For LiFePO4 higher Amperage cells you connect the terminals with bus-bars.
Bus-bars that are bolted onto the terminal.

I personally use headless bolts as they place less stress at he weak shallow aluminium thread (only 6mm deep and max 8Nm torque!!!)

Anyway, to improve connection between bus-bar and terminal they obviously need to be cleaned and flat as possible.

I read that professional installers use silver electricity conductive paste.

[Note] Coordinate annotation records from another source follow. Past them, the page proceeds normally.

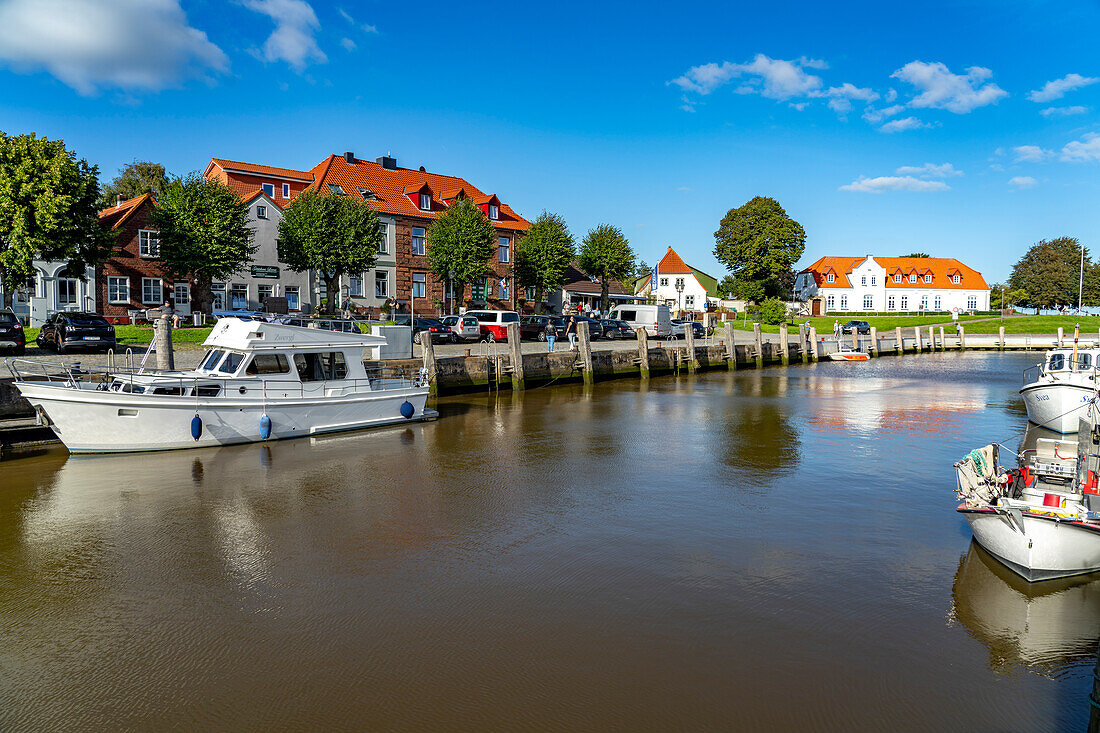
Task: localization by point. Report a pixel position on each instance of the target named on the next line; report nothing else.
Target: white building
(871, 284)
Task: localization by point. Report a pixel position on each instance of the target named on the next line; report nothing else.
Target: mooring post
(758, 343)
(429, 361)
(585, 347)
(517, 356)
(162, 332)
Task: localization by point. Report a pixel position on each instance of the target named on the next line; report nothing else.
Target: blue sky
(964, 129)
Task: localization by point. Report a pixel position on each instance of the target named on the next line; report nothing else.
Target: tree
(204, 231)
(606, 255)
(330, 233)
(543, 254)
(461, 240)
(759, 242)
(47, 210)
(1047, 274)
(135, 178)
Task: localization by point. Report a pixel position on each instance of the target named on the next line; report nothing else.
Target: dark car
(859, 326)
(11, 334)
(617, 329)
(67, 331)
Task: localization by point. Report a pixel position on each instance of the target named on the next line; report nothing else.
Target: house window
(238, 295)
(152, 291)
(149, 243)
(118, 290)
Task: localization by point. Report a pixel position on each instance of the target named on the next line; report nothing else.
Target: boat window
(232, 361)
(268, 363)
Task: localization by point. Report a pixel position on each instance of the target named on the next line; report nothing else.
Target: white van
(653, 318)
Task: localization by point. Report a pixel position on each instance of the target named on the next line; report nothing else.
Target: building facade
(871, 284)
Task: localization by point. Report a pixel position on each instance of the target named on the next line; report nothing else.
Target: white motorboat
(1057, 391)
(256, 382)
(1041, 518)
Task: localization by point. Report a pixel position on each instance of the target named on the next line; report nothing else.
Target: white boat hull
(1042, 548)
(1057, 405)
(102, 422)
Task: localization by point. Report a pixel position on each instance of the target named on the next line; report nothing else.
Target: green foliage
(759, 242)
(47, 210)
(330, 233)
(773, 310)
(135, 178)
(543, 254)
(606, 254)
(461, 240)
(205, 232)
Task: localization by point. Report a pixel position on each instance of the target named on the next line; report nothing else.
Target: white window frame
(117, 293)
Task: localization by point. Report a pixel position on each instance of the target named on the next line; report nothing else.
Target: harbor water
(772, 549)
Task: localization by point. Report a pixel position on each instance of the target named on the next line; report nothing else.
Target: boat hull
(99, 422)
(1037, 547)
(1057, 406)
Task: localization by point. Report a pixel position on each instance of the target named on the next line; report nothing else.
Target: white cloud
(1064, 111)
(135, 45)
(930, 171)
(293, 40)
(881, 184)
(1057, 88)
(956, 93)
(1084, 150)
(1030, 153)
(902, 124)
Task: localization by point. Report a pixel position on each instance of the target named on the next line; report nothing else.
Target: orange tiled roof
(391, 188)
(941, 269)
(673, 265)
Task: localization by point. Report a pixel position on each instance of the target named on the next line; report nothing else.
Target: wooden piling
(515, 346)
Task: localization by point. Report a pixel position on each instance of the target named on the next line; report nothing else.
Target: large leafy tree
(461, 240)
(1047, 275)
(47, 210)
(758, 241)
(330, 233)
(606, 255)
(543, 254)
(205, 232)
(135, 178)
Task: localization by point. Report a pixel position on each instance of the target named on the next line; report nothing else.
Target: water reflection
(1045, 626)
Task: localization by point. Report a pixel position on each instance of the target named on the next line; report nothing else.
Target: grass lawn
(824, 326)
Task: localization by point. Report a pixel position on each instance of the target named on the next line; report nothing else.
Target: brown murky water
(759, 550)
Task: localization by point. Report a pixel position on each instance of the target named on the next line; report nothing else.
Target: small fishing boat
(256, 381)
(1041, 518)
(1057, 392)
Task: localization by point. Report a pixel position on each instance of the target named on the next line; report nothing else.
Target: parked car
(465, 328)
(65, 331)
(859, 326)
(12, 338)
(617, 329)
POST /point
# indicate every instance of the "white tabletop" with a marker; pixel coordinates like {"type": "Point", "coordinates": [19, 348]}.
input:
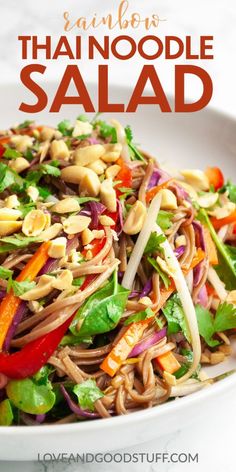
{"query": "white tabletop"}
{"type": "Point", "coordinates": [215, 441]}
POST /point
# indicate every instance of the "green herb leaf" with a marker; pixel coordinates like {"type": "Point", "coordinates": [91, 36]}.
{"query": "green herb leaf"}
{"type": "Point", "coordinates": [164, 219]}
{"type": "Point", "coordinates": [227, 260]}
{"type": "Point", "coordinates": [5, 273]}
{"type": "Point", "coordinates": [33, 177]}
{"type": "Point", "coordinates": [225, 318]}
{"type": "Point", "coordinates": [164, 277]}
{"type": "Point", "coordinates": [107, 131]}
{"type": "Point", "coordinates": [65, 128]}
{"type": "Point", "coordinates": [7, 177]}
{"type": "Point", "coordinates": [206, 325]}
{"type": "Point", "coordinates": [135, 153]}
{"type": "Point", "coordinates": [154, 243]}
{"type": "Point", "coordinates": [19, 240]}
{"type": "Point", "coordinates": [25, 208]}
{"type": "Point", "coordinates": [19, 288]}
{"type": "Point", "coordinates": [71, 340]}
{"type": "Point", "coordinates": [231, 189]}
{"type": "Point", "coordinates": [102, 311]}
{"type": "Point", "coordinates": [6, 414]}
{"type": "Point", "coordinates": [30, 396]}
{"type": "Point", "coordinates": [11, 153]}
{"type": "Point", "coordinates": [141, 315]}
{"type": "Point", "coordinates": [174, 314]}
{"type": "Point", "coordinates": [87, 393]}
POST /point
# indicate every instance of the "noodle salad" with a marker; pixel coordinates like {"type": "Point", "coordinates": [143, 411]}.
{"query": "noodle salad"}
{"type": "Point", "coordinates": [117, 279]}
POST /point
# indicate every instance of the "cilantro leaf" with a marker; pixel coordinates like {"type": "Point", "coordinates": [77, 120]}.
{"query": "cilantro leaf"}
{"type": "Point", "coordinates": [11, 153]}
{"type": "Point", "coordinates": [231, 189]}
{"type": "Point", "coordinates": [25, 208]}
{"type": "Point", "coordinates": [164, 219]}
{"type": "Point", "coordinates": [33, 177]}
{"type": "Point", "coordinates": [107, 131]}
{"type": "Point", "coordinates": [154, 243]}
{"type": "Point", "coordinates": [141, 315]}
{"type": "Point", "coordinates": [225, 318]}
{"type": "Point", "coordinates": [17, 241]}
{"type": "Point", "coordinates": [19, 288]}
{"type": "Point", "coordinates": [65, 127]}
{"type": "Point", "coordinates": [7, 177]}
{"type": "Point", "coordinates": [134, 151]}
{"type": "Point", "coordinates": [227, 256]}
{"type": "Point", "coordinates": [164, 277]}
{"type": "Point", "coordinates": [174, 314]}
{"type": "Point", "coordinates": [206, 325]}
{"type": "Point", "coordinates": [87, 393]}
{"type": "Point", "coordinates": [5, 273]}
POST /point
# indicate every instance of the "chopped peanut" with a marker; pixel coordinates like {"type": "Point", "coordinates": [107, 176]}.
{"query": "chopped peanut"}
{"type": "Point", "coordinates": [76, 224]}
{"type": "Point", "coordinates": [59, 149]}
{"type": "Point", "coordinates": [112, 171]}
{"type": "Point", "coordinates": [81, 128]}
{"type": "Point", "coordinates": [12, 201]}
{"type": "Point", "coordinates": [87, 236]}
{"type": "Point", "coordinates": [88, 154]}
{"type": "Point", "coordinates": [57, 248]}
{"type": "Point", "coordinates": [33, 193]}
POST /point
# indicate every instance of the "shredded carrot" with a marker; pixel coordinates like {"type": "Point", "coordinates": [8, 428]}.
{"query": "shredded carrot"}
{"type": "Point", "coordinates": [210, 289]}
{"type": "Point", "coordinates": [153, 191]}
{"type": "Point", "coordinates": [218, 223]}
{"type": "Point", "coordinates": [11, 302]}
{"type": "Point", "coordinates": [199, 256]}
{"type": "Point", "coordinates": [123, 348]}
{"type": "Point", "coordinates": [211, 248]}
{"type": "Point", "coordinates": [168, 362]}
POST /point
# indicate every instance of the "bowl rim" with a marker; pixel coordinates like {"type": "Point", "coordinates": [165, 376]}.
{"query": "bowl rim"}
{"type": "Point", "coordinates": [191, 400]}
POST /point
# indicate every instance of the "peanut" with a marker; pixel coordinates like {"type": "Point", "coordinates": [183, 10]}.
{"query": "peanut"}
{"type": "Point", "coordinates": [59, 149]}
{"type": "Point", "coordinates": [112, 152]}
{"type": "Point", "coordinates": [90, 184]}
{"type": "Point", "coordinates": [76, 224]}
{"type": "Point", "coordinates": [34, 223]}
{"type": "Point", "coordinates": [88, 154]}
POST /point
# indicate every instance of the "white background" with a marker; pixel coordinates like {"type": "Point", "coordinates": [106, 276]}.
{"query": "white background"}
{"type": "Point", "coordinates": [215, 441]}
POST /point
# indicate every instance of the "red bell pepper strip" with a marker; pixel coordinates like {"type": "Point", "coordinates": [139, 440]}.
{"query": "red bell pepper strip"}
{"type": "Point", "coordinates": [32, 356]}
{"type": "Point", "coordinates": [215, 177]}
{"type": "Point", "coordinates": [124, 176]}
{"type": "Point", "coordinates": [4, 140]}
{"type": "Point", "coordinates": [11, 302]}
{"type": "Point", "coordinates": [218, 223]}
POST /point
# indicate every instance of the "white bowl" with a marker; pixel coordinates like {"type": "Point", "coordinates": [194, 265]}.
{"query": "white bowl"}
{"type": "Point", "coordinates": [184, 140]}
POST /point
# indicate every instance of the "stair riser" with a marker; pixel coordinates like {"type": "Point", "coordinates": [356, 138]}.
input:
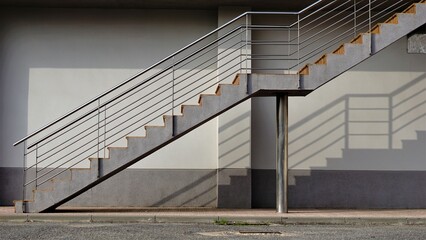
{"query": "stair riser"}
{"type": "Point", "coordinates": [336, 64]}
{"type": "Point", "coordinates": [389, 33]}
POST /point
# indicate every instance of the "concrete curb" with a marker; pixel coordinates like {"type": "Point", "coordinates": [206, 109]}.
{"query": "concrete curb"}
{"type": "Point", "coordinates": [245, 220]}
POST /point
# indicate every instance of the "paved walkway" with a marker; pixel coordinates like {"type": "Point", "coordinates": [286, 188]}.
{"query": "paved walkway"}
{"type": "Point", "coordinates": [223, 216]}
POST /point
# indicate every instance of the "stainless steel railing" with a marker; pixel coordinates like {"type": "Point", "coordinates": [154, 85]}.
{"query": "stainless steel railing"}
{"type": "Point", "coordinates": [262, 42]}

Expensive stuff!!

Many people use nothing in between.

Would something simple as solder paste improve the connections between the terminal and bus-bars??

Solder paste flux is non-corrosive
Solder paste have about 50% solder.

Naturally, a really thin layer, just to maximize conductivity.

It won't be as good as silver, but I think a lot better then nothing!

Positive is that it's easy to obtain, easy to use and not crazy expensive!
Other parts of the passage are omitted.